Power is influenced by several factors: (p. 5)

• Effect Size: Larger effects are easier to detect, increasing power.
• Sample Size: Larger sample sizes provide more precise estimates, increasing power.
• Significance Level ($\alpha$): A higher $\alpha$ (e.g., .10 vs .05) increases power but also increases the risk of a Type I error.
• One-Tailed vs. Two-Tailed Tests: One-tailed tests have more power to detect an effect in the specified direction.
• Variability in Data: Lower data variability increases power.

An a-priori power analysis can be conducted before a study to determine the required sample size to achieve a desired level of power (e.g., .80). This can be done with software like G*Power. (p. 7)

Confidence Interval (CI)

• A range of values that likely contains the true population parameter with a certain level of confidence (e.g., 95% CI).
• Interpretation: If we were to repeat an experiment many times, 95% of the calculated confidence intervals would contain the true population parameter.
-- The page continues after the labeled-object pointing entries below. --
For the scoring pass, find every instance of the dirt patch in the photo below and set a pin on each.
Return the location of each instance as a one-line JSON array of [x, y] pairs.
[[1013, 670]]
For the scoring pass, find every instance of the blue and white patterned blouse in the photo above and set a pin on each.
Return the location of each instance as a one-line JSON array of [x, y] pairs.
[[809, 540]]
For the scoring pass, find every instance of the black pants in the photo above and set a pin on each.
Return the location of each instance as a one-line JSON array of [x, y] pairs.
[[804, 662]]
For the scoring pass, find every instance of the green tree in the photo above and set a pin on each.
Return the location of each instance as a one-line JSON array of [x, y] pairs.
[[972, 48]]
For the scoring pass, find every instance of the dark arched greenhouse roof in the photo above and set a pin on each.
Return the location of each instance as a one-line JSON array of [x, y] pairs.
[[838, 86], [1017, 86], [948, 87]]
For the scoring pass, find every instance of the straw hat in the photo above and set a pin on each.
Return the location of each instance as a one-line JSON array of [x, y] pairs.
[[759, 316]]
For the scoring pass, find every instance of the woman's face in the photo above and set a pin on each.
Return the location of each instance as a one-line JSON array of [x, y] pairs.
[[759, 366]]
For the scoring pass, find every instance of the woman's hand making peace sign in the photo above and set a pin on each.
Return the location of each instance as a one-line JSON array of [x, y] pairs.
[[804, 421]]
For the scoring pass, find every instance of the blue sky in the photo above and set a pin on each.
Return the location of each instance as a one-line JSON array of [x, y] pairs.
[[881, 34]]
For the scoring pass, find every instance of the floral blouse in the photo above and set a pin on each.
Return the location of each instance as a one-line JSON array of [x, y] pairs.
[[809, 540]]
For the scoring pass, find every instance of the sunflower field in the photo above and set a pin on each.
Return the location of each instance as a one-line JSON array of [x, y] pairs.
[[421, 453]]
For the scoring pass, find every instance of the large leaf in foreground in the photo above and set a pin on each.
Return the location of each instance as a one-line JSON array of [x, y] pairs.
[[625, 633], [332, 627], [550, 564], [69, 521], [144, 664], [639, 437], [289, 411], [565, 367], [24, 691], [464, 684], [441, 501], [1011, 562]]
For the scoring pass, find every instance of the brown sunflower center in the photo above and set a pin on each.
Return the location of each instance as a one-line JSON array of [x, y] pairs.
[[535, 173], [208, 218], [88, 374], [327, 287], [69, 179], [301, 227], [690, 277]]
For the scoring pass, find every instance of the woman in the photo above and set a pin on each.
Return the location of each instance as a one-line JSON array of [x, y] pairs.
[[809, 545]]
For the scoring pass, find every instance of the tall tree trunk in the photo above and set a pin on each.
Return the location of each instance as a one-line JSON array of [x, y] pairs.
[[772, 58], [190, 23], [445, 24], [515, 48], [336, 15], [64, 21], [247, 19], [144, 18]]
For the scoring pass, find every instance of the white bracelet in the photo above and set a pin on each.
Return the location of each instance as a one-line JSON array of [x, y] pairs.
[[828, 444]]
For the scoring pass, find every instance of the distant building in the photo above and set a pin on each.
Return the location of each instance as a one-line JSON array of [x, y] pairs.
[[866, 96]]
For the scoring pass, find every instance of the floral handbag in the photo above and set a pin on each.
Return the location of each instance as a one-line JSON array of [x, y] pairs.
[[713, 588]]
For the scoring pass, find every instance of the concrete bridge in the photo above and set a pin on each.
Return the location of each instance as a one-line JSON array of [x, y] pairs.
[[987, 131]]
$CI=\bar{x}\pm Z_{\alpha /2}\times \frac{\sigma }{\sqrt{n}}$

t-Tests

Used to compare means between groups or conditions when the population standard deviation is unknown. This is applied to 1 Factor (independent variable) with 1 or 2 Levels (different groups).

t-Tests can be performed on independent samples (different groups), dependent samples (related measurement, e.g. same group), or single samples (to a specific value).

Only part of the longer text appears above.